The present invention relates to a method and a device for controlling and possibly also accelerating the flow through a preferably continuously operating distillation apparatus for separating components of a mixture, particularly a dissolved substance, such as an oil, a wax, a polishing agent or alike from a liquid mixture, containing particularly containing a chlorinated solvent, such as tri- or perchlorethylene, wherein, by using the heat pump principle, the heat emitted upon condensation of the distillate is transferred to the vaporizer of a refrigeration circuit, in which the refrigeration fluid by means of additional compressor work returns this heat via a condensor of the refrigeration circuit to the boiling liquid.
In times of rapidly rising prices of solvents and concern about the environment, there are good reasons to increasingly distillate and re-circulate various solvents. The reuse of solvents by a distilling process is nothing new in itself. Traditionally, this is done to recover chlorinated solvents in various washing processes, in which e.g. tri- or perchlorethylene is used as a solvent.
Heretofore, distilling has generally been performed by electrical heating or hot water or steam as a heating medium, and air or water as a cooling medium. However, in the literature of refrigeration technology, examples have been generally given as to distillation by using the heat pump principle. Consequently such a method per se is not a novel concept.

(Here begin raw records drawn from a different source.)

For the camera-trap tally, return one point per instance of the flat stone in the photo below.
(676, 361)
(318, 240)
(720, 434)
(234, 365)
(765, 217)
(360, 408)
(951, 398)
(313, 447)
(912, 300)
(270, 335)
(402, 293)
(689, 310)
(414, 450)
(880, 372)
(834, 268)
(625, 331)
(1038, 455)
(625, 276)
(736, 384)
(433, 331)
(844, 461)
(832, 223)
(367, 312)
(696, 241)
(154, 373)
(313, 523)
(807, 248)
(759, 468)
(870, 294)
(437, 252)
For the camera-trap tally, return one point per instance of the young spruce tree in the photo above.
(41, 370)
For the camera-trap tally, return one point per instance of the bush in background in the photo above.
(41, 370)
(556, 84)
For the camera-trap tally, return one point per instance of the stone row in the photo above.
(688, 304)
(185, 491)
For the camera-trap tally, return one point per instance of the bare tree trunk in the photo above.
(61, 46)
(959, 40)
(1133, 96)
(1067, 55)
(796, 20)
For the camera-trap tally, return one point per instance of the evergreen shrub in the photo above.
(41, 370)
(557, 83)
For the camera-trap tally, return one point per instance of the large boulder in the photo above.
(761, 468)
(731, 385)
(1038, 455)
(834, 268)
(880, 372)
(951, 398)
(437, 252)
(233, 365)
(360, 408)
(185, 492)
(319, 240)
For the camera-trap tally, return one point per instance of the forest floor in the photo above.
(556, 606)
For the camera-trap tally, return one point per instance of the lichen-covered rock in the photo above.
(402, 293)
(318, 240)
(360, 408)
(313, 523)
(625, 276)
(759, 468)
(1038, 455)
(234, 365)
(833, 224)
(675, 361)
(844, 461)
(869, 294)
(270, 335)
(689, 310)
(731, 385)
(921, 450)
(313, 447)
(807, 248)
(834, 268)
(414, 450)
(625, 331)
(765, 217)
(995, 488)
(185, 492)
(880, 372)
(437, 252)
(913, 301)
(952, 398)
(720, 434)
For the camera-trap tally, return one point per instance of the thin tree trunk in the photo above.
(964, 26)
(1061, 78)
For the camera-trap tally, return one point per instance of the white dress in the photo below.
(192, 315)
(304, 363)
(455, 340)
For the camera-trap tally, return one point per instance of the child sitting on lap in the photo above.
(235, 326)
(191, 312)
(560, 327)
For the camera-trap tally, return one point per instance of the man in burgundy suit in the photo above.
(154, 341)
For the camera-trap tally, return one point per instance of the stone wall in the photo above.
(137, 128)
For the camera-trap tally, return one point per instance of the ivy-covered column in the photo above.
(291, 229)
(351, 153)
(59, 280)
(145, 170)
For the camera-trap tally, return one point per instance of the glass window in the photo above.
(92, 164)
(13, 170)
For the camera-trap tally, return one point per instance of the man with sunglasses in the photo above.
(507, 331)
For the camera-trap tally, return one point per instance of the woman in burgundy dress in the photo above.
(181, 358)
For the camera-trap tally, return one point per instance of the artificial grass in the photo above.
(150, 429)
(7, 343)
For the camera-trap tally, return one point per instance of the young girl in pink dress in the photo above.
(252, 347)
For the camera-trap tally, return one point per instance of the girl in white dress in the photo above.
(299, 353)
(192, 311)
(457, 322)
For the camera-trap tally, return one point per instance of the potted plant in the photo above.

The object of the invention, however, is to achieve a more energy-saving, automatically operating system, particularly for a continuous operation. In the first place, the system should enable the distillation of solvents of the kind including tri- and perchlorethylene or freones, but it should also be possible to use the system for other distillable liquids.
The boiling point of a liquid to be distilled is generally dependent on how many and to what degree other substances are carried as a solute. In case of washing products in the mechanical engineering industry, the solute is mostly an oil, a wax or some polishing agent. These solutes influence the boiling temperature in such a way that e.g. an increased percentage of mineral oil dissolved in the washing liquid raises the boiling temperature most considerably. For instance, in case of mineral oil dissolved in trichlorethylene, the boiling temperature will progressively increase from about 87.degree. C. at zero mineral oil contents to about 110.degree. C. at a mineral oil percentage of 60% by volume. In order to simplify matters, the discussion below will concern trichlorethylene as a solvent and mineral oil dissolved therein.
In a distillation process, it is important that the necessary heat is not supplied at a temperature being so high that the solvent will be thermally disintegrated. In case of trichlorethylene, it is necessary not to expose the solution to a temperature above 100.degree. C. This means, that when distilling trichlorethylene, the mineral oil percentage must not exceed about 45% by volume. In practice, the mineral oil percentage should not exceed 30% by volume.
Even the weight or density of the liquid is dependent on the mineral oil percentage. Thus, the specific weight or density decreases linearly from a value of 1.5 for pure trichlorethylene to 0.9 for pure mineral oil, and the difference in density of different oil mixtures is such that it can be used for separating solvents having respectively a high and a low oil percentage in the distiller.